Using either a stand mixer or a handheld mixer on medium-high speed, beat the cream cheese for 1-1½ minutes until smooth.
Add the crushed cookies and continue to beat the cream cheese mixture until well incorporated. Cover tightly with plastic wrap and refrigerate for 1 hour.
Line a baking sheet with parchment paper and set it aside.
Use a 1 tablespoon cookie scoop to scoop the Oreo mixture.
Roll the scoops into balls and place them on the prepared baking sheet.
Add the chocolate almond bark to a medium-sized heat-safe mixing bowl. (See Notes below for chocolate almond bark substitution.)
Heat in the microwave for 1 minute, and stir well.

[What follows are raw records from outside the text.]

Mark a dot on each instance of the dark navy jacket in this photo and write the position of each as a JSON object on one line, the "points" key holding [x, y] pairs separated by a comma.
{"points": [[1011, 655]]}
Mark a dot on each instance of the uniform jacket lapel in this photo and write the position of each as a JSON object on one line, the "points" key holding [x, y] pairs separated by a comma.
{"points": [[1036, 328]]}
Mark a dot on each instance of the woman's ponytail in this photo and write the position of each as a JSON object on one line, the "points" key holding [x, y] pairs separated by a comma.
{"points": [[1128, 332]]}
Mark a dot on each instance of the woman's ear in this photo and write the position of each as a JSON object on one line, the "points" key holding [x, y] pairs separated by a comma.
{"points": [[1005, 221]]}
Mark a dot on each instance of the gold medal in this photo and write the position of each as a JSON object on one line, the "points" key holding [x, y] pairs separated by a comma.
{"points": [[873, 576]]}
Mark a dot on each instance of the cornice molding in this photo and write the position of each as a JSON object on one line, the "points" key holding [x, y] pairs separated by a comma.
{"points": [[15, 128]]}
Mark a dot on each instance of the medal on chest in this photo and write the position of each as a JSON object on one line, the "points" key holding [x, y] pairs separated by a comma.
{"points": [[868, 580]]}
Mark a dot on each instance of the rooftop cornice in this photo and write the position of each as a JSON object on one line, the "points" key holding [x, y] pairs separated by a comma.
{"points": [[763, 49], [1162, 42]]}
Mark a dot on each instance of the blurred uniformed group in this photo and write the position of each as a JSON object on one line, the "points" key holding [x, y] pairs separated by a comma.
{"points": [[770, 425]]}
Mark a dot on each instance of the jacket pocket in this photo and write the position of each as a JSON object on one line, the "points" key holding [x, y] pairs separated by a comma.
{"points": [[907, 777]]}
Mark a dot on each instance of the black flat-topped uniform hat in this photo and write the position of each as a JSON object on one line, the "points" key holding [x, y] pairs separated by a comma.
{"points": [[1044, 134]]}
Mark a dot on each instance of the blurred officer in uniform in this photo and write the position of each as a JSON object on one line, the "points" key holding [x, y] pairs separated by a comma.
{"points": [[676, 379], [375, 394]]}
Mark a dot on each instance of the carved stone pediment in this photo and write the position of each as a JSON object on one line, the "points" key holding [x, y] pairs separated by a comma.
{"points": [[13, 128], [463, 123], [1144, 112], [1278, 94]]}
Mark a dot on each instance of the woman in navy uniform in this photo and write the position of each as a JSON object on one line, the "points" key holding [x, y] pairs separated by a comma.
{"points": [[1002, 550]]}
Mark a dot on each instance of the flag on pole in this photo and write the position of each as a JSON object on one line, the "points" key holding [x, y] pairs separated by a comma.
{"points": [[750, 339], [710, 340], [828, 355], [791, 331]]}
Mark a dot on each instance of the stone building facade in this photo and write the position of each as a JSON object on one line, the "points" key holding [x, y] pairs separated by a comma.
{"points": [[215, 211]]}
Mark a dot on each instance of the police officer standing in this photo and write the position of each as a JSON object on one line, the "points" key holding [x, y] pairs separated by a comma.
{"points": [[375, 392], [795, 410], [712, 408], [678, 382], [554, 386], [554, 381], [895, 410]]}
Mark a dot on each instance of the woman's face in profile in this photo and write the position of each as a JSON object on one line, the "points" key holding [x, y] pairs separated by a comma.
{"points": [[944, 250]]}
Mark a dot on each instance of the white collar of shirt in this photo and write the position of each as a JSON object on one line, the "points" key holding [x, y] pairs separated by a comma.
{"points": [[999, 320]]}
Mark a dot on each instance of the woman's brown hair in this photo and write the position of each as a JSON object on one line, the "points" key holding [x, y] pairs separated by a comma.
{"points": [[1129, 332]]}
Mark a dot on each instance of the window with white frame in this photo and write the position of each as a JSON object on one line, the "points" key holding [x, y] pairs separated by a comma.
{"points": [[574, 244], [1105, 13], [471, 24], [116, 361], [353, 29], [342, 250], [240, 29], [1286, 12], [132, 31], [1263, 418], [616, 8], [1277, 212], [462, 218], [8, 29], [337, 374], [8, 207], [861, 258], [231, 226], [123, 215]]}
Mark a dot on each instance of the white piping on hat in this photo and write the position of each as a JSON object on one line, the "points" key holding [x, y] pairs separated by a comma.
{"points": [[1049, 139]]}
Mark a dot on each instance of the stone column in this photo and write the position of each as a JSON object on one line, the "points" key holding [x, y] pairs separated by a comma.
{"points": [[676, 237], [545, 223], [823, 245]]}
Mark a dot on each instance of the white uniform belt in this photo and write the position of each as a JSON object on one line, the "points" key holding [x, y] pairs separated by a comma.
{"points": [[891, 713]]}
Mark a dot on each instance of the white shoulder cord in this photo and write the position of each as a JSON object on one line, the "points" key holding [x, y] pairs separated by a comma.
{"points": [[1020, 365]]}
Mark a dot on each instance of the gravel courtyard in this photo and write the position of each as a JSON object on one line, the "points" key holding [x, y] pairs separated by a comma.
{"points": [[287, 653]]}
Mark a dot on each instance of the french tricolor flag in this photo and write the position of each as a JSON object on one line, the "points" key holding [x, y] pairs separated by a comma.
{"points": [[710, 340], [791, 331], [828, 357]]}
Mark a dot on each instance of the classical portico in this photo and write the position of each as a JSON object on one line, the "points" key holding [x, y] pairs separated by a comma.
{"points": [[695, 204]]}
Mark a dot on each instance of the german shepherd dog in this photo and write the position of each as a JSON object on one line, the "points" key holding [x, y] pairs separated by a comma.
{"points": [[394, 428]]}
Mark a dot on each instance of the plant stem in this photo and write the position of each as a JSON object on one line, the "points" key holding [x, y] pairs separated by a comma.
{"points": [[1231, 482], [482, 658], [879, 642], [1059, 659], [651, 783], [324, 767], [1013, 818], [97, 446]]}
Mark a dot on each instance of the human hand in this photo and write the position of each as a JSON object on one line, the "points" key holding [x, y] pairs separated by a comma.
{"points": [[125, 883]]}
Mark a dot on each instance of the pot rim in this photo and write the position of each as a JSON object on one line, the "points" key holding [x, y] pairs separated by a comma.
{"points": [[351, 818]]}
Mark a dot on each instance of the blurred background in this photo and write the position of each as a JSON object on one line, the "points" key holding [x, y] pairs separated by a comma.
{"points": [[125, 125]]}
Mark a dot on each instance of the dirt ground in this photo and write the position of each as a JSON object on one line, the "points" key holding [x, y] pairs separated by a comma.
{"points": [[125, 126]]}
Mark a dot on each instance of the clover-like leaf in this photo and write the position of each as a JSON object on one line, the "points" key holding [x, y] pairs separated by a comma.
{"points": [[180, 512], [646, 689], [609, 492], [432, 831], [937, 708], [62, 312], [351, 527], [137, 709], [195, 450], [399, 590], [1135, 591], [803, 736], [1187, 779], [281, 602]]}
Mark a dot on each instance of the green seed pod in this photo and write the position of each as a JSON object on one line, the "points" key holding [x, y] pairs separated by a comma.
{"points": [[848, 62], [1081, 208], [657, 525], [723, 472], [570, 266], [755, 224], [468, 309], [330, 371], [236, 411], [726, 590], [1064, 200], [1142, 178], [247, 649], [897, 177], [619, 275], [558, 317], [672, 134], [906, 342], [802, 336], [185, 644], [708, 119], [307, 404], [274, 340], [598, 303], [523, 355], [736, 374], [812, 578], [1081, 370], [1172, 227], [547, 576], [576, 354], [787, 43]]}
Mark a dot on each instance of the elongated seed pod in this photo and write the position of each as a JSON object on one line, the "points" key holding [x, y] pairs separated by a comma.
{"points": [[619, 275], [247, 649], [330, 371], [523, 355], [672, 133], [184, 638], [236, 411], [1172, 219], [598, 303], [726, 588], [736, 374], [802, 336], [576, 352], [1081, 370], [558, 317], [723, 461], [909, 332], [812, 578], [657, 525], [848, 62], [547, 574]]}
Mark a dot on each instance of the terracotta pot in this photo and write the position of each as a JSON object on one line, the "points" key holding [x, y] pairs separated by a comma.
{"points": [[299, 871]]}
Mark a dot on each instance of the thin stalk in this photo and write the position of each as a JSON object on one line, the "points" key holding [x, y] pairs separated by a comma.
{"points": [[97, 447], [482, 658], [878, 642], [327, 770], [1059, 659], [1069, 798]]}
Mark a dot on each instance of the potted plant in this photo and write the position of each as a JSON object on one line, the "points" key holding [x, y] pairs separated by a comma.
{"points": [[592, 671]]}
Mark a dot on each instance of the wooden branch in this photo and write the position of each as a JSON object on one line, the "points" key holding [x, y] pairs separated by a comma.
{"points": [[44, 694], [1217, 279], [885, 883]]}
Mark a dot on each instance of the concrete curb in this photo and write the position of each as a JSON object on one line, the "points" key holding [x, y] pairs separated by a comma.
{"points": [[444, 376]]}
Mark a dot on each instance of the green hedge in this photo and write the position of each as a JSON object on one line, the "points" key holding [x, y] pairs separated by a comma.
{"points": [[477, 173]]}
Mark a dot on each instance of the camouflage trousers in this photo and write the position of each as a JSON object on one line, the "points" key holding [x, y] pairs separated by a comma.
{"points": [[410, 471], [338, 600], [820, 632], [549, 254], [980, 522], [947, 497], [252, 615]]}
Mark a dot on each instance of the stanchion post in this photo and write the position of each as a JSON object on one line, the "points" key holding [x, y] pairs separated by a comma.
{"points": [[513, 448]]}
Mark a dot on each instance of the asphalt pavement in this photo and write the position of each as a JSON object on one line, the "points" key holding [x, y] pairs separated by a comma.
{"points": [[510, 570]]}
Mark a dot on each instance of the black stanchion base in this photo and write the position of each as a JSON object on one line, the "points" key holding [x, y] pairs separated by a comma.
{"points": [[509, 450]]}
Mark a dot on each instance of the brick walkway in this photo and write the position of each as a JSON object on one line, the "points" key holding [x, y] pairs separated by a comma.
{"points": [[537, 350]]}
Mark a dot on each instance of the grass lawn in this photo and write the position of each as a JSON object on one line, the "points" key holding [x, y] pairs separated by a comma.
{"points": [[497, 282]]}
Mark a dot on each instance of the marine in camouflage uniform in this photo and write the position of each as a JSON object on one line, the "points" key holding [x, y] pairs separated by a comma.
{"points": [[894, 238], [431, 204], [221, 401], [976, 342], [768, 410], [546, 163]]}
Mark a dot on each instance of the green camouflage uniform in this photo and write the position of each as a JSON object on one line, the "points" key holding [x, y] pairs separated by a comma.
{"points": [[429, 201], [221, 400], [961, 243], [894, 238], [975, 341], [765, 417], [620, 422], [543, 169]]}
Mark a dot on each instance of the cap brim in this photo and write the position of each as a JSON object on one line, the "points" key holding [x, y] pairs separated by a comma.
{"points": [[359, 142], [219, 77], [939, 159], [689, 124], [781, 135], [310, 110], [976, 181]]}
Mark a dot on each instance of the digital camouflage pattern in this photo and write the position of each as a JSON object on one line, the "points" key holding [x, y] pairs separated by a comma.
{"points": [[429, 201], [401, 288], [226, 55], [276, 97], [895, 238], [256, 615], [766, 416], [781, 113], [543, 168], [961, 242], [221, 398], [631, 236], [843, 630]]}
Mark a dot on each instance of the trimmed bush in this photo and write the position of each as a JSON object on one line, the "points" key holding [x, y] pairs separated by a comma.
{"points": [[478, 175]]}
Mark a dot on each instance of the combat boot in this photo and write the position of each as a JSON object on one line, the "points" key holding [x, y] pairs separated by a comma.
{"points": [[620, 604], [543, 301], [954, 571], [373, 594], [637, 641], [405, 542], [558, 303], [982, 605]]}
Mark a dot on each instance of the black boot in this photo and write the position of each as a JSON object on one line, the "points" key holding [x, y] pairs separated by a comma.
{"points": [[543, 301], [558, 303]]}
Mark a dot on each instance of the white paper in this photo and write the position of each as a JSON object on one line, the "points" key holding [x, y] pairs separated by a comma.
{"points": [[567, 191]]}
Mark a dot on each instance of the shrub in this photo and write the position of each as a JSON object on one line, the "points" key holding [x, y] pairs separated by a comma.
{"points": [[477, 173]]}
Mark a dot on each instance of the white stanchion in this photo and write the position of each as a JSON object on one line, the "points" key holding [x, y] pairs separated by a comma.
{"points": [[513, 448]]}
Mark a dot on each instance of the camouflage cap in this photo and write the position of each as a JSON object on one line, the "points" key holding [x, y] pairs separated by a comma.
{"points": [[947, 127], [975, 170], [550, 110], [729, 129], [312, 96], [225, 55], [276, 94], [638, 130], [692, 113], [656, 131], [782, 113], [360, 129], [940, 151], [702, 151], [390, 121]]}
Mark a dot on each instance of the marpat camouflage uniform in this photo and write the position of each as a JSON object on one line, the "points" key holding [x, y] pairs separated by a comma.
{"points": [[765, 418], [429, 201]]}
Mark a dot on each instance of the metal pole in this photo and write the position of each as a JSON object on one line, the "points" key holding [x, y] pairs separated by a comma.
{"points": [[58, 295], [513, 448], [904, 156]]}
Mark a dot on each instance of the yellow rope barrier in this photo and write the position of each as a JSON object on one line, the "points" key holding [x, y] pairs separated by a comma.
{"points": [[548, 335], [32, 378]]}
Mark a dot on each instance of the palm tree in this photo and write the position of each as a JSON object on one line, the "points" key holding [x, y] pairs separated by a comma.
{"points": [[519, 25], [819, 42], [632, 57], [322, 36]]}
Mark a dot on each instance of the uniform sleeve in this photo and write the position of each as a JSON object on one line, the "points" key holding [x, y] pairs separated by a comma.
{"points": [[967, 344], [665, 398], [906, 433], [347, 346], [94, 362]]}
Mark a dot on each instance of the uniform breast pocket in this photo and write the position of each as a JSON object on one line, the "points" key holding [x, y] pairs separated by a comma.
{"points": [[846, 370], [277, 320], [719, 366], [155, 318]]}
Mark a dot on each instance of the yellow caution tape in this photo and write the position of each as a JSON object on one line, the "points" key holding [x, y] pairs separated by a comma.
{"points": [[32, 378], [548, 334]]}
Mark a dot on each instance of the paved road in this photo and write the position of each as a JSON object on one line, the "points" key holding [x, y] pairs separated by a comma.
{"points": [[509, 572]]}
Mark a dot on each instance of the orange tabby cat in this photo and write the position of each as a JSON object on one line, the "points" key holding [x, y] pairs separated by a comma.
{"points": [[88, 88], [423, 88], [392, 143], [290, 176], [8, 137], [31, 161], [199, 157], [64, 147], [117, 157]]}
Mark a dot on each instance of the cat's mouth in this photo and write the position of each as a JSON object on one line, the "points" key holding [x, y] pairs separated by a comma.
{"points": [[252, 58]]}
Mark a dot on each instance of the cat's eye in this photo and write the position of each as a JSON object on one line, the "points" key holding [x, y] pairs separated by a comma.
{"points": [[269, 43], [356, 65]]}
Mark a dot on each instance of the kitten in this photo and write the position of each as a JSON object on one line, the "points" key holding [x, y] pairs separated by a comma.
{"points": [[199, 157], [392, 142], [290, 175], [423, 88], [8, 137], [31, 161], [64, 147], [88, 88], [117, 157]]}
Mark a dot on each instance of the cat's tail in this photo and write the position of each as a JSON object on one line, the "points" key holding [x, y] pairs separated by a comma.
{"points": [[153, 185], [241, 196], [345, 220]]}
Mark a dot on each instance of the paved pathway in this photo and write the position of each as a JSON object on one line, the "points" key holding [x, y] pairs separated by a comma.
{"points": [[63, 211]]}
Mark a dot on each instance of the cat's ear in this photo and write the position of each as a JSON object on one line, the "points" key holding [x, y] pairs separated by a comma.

Continue heating in 30-second intervals until completely melted and smooth.
Roll each truffle in the melted almond bark.
Place the truffle on a fork and gently tap to remove any excess coating. Use a spoon to pour the coating over any bare spots.
Use a toothpick to gently push the truffle onto the baking sheet.
Once all the truffles are coated, add the green candy melts to a small heat-safe bowl and microwave in 30-second intervals, stirring after each interval until smooth.
Use either a fork, a drizzle spoon, or a small squeeze bottle to lightly drizzle the melted green candy melts over the coated truffles.
Allow the truffles to harden completely before serving.